By Eleanor Yang Su
UNION-TRIBUNE STAFF WRITER
July 25, 2006
District officials say the proposal is the result of rapidly rising construction costs, overly optimistic construction estimates for the $685 million bond, and the completion of long-term facilities master plans that provided comprehensive redesigns for each of the district’s three campuses.
Despite the size of the proposed bond, district officials stress that the tax rate would not rise above the current cap of $25 per $100,000 in assessed property value. They can maintain the same cap because of escalating assessed property values, a growing number of condos and houses, and an extension on the period people will be taxed on the bonds. The earlier bond, known as Proposition S, is due to be paid off in 2030, and the new bond would extend payment by 13 years.
The proposed bond would tax about 229,400 homeowners living within the district boundaries, which roughly follows the city lines, not including Rancho Bernardo, Rancho Peñasquitos and Otay Mesa. The average home assessed at $291,000 would yield a maximum annual tax of $72.75.
During the past year, the district has plotted its long-term facilities plan, spending about $850,000 from Proposition S, soliciting input from students, faculty, staff, employers and community members and hiring architects to redesign the district.

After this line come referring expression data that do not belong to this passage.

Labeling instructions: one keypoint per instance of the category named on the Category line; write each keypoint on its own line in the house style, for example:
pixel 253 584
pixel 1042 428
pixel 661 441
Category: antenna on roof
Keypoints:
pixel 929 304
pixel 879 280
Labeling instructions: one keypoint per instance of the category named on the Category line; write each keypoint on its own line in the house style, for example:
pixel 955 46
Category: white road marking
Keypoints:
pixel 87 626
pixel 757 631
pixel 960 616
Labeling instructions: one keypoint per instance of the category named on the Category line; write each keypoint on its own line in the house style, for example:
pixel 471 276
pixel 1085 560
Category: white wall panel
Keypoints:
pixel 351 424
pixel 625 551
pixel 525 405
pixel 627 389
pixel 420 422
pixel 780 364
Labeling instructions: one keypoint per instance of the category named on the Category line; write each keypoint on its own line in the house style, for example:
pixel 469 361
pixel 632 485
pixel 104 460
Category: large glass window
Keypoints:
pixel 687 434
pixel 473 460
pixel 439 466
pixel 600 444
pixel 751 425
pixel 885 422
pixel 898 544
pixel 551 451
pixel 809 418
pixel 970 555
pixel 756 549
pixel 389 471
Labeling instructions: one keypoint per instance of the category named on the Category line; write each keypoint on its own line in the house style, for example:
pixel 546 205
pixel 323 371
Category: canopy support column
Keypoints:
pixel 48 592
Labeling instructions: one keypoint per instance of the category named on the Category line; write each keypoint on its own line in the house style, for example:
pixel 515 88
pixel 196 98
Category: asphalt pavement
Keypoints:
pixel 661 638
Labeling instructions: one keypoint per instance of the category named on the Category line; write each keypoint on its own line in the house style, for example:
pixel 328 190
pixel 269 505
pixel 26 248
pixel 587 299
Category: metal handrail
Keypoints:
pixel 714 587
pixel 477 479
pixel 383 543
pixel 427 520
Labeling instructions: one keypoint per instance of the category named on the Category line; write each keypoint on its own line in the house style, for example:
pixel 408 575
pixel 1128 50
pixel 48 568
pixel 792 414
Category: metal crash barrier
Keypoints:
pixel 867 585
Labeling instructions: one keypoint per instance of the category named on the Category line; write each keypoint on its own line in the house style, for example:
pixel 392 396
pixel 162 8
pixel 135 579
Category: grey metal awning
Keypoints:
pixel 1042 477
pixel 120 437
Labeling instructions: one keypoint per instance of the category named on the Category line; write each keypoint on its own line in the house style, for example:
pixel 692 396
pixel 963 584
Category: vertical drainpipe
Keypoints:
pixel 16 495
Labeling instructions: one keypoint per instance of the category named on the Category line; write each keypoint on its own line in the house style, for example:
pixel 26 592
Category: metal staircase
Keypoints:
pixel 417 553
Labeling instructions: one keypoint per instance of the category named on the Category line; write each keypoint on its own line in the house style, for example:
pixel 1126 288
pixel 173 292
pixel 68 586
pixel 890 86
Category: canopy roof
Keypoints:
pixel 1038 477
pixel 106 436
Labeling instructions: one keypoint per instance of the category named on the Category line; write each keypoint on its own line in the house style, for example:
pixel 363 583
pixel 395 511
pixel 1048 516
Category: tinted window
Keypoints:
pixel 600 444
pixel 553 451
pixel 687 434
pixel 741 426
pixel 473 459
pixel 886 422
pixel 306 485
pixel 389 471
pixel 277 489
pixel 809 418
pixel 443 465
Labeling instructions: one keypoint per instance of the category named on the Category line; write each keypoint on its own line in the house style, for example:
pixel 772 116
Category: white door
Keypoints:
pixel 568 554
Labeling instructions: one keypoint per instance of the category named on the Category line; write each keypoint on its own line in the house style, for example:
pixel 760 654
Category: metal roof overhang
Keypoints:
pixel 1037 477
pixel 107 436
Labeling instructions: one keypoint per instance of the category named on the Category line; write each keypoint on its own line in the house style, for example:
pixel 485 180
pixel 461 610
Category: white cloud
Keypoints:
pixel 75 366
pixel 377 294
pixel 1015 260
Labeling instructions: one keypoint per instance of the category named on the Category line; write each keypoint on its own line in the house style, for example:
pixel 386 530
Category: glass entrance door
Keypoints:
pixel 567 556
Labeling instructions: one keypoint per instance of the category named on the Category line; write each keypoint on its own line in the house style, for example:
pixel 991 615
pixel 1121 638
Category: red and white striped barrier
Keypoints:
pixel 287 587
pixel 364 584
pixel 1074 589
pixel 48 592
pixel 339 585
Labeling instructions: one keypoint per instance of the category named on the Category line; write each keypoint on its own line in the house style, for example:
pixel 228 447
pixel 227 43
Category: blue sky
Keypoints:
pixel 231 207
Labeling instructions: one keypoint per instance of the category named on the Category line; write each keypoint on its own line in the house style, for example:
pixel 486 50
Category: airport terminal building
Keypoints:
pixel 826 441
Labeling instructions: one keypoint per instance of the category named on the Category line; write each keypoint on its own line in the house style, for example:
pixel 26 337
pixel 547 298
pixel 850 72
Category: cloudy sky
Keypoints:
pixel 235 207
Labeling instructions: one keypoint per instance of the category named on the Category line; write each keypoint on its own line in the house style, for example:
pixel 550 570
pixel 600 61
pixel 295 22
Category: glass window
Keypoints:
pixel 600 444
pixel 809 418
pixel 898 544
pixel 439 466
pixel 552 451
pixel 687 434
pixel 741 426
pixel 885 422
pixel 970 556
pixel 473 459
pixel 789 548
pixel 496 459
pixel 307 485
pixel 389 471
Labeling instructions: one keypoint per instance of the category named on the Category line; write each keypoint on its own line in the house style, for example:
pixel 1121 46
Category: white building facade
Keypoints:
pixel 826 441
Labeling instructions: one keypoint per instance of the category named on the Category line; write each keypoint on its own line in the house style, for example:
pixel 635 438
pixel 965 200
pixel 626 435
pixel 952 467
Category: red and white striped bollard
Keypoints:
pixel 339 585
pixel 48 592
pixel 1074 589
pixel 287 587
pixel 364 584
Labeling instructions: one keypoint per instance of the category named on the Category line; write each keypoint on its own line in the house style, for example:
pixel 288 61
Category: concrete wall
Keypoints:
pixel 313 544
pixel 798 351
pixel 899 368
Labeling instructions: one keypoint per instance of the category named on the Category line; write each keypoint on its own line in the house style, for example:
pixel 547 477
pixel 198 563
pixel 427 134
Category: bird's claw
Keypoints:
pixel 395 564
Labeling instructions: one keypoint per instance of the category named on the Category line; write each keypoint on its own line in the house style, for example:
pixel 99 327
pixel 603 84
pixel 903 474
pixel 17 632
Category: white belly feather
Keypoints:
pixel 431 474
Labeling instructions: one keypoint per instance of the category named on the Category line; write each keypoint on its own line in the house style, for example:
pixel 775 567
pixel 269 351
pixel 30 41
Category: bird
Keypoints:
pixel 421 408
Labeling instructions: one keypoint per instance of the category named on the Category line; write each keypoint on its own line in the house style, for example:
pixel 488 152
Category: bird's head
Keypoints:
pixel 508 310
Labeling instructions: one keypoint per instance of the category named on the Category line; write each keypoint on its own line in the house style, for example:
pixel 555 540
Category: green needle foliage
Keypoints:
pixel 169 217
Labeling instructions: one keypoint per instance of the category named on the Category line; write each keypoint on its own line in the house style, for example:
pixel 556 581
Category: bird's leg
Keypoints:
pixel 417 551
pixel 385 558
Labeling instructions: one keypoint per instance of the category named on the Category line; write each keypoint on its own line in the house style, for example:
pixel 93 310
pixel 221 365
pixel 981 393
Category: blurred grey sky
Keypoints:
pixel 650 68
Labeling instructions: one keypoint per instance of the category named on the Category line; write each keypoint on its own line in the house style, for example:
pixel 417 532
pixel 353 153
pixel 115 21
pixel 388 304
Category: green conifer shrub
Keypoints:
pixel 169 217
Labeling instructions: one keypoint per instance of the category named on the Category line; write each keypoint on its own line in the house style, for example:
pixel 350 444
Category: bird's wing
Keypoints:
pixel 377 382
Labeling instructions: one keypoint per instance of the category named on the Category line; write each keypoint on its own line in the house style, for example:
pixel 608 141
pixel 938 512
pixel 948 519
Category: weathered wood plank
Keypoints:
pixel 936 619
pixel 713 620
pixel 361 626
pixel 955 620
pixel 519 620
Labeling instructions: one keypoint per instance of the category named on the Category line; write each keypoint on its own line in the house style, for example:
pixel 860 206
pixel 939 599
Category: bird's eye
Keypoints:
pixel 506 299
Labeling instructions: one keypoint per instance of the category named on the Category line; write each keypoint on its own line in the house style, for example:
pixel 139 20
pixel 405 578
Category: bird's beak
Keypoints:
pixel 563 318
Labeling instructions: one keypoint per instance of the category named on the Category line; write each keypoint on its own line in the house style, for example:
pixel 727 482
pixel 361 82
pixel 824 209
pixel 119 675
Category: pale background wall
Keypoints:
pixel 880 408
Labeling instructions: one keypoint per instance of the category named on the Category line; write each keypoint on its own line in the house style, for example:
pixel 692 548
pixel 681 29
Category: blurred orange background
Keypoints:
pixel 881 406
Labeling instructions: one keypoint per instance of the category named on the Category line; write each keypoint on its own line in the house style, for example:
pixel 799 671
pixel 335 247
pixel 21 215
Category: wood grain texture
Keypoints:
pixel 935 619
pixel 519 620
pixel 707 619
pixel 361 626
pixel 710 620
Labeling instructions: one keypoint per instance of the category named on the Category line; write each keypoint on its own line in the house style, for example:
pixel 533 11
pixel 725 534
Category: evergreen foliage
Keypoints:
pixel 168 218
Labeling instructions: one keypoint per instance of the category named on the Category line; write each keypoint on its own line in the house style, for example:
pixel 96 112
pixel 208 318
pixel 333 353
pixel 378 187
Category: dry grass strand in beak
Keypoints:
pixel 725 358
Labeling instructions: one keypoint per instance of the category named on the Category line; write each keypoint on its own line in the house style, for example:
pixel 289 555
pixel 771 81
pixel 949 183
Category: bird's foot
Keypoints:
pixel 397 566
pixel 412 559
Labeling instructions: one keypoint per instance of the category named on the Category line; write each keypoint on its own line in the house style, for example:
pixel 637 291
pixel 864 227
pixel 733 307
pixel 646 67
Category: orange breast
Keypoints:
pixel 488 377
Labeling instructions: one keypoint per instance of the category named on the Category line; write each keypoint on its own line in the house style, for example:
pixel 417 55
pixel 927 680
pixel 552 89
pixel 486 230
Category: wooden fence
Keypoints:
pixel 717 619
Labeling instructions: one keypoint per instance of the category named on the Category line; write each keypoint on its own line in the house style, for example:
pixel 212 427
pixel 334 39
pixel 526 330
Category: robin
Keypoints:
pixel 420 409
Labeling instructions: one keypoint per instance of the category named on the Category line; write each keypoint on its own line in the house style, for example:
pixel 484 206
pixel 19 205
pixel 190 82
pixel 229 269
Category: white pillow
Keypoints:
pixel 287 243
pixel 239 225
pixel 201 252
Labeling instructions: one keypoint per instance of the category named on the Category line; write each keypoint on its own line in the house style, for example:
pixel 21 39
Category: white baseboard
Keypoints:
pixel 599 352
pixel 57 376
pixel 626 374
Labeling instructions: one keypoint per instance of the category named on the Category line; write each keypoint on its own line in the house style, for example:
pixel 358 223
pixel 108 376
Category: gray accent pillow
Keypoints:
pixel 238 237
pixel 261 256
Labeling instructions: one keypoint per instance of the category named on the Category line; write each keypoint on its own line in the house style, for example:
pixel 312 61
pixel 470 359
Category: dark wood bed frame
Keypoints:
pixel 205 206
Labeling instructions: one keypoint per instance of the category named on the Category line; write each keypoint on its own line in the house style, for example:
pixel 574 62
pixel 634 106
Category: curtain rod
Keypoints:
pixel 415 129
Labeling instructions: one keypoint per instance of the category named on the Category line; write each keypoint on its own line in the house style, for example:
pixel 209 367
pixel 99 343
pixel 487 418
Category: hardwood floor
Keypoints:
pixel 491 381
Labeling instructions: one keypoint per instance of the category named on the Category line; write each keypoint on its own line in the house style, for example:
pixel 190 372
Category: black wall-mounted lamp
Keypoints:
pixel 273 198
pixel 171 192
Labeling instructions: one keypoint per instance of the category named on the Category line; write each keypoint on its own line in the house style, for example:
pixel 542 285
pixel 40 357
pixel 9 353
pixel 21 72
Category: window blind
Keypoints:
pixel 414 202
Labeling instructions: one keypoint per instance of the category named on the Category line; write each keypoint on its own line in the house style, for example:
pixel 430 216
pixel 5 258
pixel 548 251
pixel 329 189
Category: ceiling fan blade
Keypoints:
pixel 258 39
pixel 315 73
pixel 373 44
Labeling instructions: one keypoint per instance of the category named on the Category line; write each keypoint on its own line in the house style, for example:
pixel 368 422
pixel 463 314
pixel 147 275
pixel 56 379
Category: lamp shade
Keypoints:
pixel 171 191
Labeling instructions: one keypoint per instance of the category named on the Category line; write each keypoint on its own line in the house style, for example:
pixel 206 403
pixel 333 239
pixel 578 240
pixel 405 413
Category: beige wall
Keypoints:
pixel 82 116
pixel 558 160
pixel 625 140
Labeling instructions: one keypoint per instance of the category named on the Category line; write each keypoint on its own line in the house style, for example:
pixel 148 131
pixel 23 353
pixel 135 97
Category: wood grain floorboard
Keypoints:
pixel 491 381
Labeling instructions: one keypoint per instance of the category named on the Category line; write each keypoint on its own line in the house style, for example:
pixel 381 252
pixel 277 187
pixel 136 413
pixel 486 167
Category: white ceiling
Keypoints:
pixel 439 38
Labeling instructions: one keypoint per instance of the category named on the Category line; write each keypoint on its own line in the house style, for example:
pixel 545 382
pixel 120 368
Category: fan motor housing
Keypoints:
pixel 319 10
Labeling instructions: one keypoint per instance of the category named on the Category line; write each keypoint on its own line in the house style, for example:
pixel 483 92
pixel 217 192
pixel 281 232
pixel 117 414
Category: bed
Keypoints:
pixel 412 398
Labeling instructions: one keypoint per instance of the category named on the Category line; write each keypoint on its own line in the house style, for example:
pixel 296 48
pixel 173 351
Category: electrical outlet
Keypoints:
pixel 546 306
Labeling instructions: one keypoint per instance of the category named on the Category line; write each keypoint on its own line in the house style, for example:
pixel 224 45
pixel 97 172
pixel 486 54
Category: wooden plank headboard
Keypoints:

“We feel that we owe it to our students and our communities to see that quality of instruction is matched by the quality of facilities,” said district Chancellor Constance Carroll. “If we held off, the buildings that we know we desperately need would not come about, and when we did get around to it, the buildings would cost much more in the future than they cost now.”
Among the projects proposed are:
A science building, engineering technology building, business technology building and humanities building at City College.
A math and science building, instructional technology building and instructional space for fine arts and dramatic arts at Mesa College.
A new student and campus center, renovations and upgrades to a science building, aviation maintenance technology center and public safety institute at Miramar College.
Several projects were supposed to be paid for by Proposition S, but the rising costs of construction means only about half the original list will be completed with that money, said Terry Davis, vice chancellor of business services.
Carroll said the proposed bond would probably be the last bond measure she could foresee for the next 50 to 75 years.
“We think this will take care of it,” Carroll said.
She added that she knows of no opposition to the bond, and external polling from October and June found about 62 percent of 800 homeowners polled said they would support the bond. The San Diego County Taxpayers Association has yet to take a position, and some critics of the bond passed in 2002 say they know too little about the project.
“It certainly raises my eyebrows that it’s for more money than the original one and so quickly after the last one,” said Ken Moser, a former district trustee and opponent of Proposition S. “I certainly don’t want another $100 in taxes, but I don’t know enough about it.”
Board President Marty Block said he’s optimistic for its chances.
“I very much support it because I think the strength of San Diego’s economy in the long run depends on the strength of the community college district,” Block said. “There are no frivolous projects on the list. Almost of them are for academic buildings.”